The other panelists were: Mr. Luís Brites Pereira, Secretary of State for Foreign Affairs and Cooperation of Portugal, Ms. Navanathem Pillay, UN High Commissioner for Human Rights, H.E.  Sheika  Moza bint Nasser, Consort of His Highness the Emir of the State of Qatar, Chairperson of Qatar Foundation for Education, Science and Community Development and UNESCO’s Special Envoy for Basic and Higher Education, Ms. Amina J. Mohammed, Assistant-Secretary-General and Special Advisor of the Secretary-General on Post-2015 Development Planning, Ms. Irina Bokova, Director-General, UNESCO, Mr. Guy Ryder, Director-General, ILO, Dr. Margaret Chan, Director-General, WHO, Ms. Rebeca Grynspan, Under-Secretary-General and Associate Administrator, UNDP, Ms. Yoka Brandt, Deputy Executive Director, UNICEF.
Ms. Pillay acknowledged that the post-2015 Millennium Development Goals (MDG) need to be based on human rights approach and highlights the importance of the universal right to education. Luís Brites Pereira said that the mainstreaming of human rights should be included in the drafting of post-2015 development agenda.
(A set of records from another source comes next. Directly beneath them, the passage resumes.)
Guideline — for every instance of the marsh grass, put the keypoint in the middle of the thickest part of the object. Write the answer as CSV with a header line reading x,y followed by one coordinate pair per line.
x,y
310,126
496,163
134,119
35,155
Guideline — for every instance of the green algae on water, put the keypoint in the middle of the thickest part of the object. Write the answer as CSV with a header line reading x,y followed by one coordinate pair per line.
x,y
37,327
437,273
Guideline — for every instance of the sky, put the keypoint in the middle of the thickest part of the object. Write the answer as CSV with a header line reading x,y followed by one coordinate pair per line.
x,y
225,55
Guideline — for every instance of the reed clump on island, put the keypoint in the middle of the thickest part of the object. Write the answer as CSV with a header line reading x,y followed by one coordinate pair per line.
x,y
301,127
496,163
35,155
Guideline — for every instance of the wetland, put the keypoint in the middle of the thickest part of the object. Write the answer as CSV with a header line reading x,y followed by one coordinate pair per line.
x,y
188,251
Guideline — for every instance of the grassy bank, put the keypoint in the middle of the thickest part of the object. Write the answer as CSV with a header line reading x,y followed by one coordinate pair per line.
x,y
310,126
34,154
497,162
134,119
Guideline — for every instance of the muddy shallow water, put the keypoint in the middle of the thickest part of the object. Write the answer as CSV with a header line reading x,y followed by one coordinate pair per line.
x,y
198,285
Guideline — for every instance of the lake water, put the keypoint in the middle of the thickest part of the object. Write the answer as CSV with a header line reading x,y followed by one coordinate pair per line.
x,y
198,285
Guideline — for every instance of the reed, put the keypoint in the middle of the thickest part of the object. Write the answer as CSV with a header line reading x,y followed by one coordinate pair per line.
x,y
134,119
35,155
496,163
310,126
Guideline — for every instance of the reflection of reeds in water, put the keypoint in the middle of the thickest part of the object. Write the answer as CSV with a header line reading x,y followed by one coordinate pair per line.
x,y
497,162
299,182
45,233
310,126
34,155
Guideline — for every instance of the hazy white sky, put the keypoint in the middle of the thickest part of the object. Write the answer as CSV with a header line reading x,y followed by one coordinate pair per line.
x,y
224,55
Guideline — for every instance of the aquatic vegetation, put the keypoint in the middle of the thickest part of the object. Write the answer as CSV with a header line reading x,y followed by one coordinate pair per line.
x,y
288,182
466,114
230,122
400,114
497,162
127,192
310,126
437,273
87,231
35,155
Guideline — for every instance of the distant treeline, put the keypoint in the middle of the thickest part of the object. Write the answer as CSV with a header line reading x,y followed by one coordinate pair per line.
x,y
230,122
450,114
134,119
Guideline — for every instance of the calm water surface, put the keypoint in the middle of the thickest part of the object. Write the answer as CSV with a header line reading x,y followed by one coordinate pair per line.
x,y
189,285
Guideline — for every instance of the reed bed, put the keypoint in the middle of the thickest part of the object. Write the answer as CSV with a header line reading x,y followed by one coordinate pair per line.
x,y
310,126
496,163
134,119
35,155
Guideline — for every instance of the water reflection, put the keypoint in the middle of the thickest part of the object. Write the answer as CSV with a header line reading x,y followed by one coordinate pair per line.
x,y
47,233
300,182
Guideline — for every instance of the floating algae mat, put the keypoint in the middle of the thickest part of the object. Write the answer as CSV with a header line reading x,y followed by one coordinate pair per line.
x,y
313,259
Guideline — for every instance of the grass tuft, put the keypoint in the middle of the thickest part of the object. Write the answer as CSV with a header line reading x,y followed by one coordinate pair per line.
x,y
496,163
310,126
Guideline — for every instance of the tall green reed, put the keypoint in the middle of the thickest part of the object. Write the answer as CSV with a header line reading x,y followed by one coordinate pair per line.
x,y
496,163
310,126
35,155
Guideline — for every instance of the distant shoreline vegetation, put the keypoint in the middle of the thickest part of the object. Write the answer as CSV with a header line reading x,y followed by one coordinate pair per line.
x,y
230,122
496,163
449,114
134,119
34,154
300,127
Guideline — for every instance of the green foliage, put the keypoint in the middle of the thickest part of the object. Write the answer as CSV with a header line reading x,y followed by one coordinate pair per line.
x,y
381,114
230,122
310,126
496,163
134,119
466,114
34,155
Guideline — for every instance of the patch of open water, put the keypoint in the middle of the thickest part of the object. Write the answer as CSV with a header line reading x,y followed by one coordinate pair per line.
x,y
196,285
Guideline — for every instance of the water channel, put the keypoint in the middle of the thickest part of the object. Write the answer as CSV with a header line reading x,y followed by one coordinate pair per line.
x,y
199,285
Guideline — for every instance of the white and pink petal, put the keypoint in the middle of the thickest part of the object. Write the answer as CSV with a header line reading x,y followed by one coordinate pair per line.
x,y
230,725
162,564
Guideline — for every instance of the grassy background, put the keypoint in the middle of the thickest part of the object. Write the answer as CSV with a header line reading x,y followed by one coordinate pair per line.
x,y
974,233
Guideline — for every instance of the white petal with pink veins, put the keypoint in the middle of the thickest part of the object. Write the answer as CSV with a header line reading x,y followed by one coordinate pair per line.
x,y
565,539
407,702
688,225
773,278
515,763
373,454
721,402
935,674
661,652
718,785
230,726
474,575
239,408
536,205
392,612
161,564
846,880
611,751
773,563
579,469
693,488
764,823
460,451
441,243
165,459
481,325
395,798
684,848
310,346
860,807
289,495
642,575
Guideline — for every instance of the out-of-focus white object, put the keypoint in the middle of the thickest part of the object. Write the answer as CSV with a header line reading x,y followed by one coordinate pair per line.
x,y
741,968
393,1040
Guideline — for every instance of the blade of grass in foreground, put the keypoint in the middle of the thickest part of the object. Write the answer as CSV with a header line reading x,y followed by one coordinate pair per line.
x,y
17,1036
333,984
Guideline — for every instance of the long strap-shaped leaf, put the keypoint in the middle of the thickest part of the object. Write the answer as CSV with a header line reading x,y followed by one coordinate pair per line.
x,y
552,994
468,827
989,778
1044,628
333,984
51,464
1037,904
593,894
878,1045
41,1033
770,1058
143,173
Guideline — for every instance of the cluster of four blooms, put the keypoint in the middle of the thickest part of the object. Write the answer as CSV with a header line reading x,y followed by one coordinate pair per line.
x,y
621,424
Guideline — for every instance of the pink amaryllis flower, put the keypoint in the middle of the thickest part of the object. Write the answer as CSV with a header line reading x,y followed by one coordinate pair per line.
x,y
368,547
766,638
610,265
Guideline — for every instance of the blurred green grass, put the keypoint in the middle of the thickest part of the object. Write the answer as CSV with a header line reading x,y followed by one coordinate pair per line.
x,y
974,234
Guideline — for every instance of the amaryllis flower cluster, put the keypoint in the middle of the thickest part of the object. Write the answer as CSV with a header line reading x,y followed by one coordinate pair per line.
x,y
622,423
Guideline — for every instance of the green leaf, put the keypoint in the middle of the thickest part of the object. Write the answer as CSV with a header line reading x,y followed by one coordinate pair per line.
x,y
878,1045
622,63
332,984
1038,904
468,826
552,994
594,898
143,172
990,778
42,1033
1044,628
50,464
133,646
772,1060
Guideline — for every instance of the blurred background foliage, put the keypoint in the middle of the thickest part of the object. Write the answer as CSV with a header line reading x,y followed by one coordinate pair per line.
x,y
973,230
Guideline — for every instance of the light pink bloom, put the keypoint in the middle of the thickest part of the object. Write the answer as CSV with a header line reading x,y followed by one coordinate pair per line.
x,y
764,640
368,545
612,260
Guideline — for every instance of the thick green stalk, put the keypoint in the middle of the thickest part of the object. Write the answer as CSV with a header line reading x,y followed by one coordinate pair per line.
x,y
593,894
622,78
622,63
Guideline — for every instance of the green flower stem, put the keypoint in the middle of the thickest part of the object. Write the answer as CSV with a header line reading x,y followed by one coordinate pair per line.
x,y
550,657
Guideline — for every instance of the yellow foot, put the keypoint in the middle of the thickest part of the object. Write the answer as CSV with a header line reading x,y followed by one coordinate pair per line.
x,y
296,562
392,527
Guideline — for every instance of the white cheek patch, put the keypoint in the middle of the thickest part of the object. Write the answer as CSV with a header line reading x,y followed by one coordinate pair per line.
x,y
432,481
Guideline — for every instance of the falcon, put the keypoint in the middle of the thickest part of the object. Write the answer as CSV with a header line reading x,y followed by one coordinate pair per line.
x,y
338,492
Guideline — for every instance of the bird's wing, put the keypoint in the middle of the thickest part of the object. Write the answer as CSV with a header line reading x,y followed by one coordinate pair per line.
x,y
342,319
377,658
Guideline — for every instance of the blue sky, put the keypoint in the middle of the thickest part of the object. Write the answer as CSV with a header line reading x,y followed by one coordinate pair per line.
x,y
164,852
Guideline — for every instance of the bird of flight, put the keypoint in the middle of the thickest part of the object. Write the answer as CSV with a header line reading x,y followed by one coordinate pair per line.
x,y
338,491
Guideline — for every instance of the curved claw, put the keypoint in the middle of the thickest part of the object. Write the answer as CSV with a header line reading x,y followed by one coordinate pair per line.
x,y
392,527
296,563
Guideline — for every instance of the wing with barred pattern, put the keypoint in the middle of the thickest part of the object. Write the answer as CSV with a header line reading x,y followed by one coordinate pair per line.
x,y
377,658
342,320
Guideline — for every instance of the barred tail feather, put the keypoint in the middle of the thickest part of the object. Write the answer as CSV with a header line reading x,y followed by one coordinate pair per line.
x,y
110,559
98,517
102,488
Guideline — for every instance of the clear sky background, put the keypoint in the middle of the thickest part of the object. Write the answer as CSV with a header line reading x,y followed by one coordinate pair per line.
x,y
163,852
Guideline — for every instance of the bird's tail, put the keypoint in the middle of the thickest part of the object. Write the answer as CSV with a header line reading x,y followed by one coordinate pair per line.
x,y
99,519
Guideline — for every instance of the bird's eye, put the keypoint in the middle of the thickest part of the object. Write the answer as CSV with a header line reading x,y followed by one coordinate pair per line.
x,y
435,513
He also specified that poverty eradication and inclusive economic growth are central to the promotion of human rights all over the world.
Sheikha Moza bint Nasser also said that right to education, tolerance and equality are indispensable for human development in the view of the post-2015 MDG. A similar concept was expressed by Amina J. Mohammed, who remarked that eradicating extreme poverty and guaranteeing rights to health and education services are crucial for development.
Margaret Chan, argued that education lifted the status of women, and that universal healthcare is crucial to achieving the Millennium Development Goals while Rebeca Grynspan said that human rights based approaches were essential to cope with growing inequalities. Finally, Yoka Brandt concluded that access to education should be included as  priority in the post-2015 development agenda.
During the interactive dialogue many delegations emphasized the importance of high-quality education for the full implementation and enjoyment of human rights and for sustainable development. Member States agreed that eradication of extreme poverty and access to healthcare and employment were fundamental and should be included in the post-2015 development agenda.